Reported third quarter sales fell 2% to £3,12bn, which was a marked turnaround from 13% growth in the first half as currencies bit in the third quarter.
Like for like growth in the quarter was 2% - which is in-line with the first half - though growth was negatively impacted by 2% (£70m) from a temporary manufacturing disruption at its European infant nutrition plant.
Infant nutrition saw segment delivered a 6% LFL decline in Q3 as the disruption impacted the supply of products to a number of our markets outside North America, resulting in approximately £70m lower revenue than expected in the quarter.
RB said the disruption was resolved and supply restored before the end of the quarter, though it does expect some residual impact in Q4 and into 2019.
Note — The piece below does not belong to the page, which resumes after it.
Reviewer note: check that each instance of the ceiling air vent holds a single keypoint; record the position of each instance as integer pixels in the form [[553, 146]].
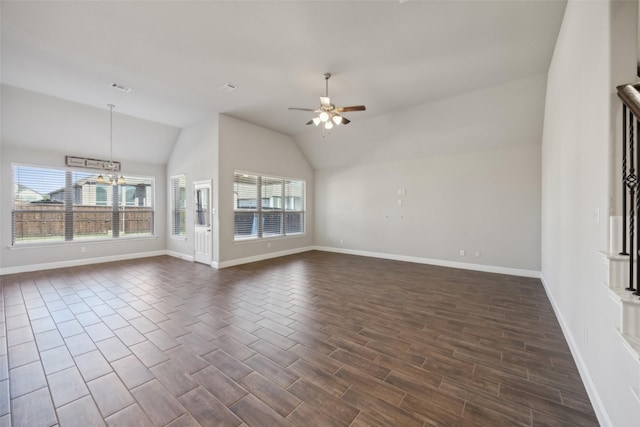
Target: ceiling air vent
[[229, 87], [120, 87]]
This was mitigated by its over the counter health segment delivering LFL growth of 6% in the quarter and a year-to-date LFL performance of 6% thanks to broad-based growth across its major brands.
Its home and hygiene segment delivered 4% like for like growth to £1.23bn, comprising 2% volume and 2% price/mix growth. Pricing in developed markets remains “tough”, although RB saw some slight signs of improvement during the quarter.
CEO Rakesh Kapoor commented: “Q3 was another quarter of progress, with continued momentum and growth under our new RB 2.0 organisational structure.
“Our base Health and Hygiene Home businesses each delivered 4% LFL growth in the quarter, against a backdrop of mixed market conditions, demonstrating the strength of our brands, innovation success and early signs of RB 2.0 benefits.
“We have sufficient momentum and progress in our business to absorb this temporary manufacturing disruption. We therefore reiterate our 2018 target of +14-15% total net revenue growth at constant rates.”
Reckitt, however, has slumped 4.6% to 6,305p in early trading on Tuesday.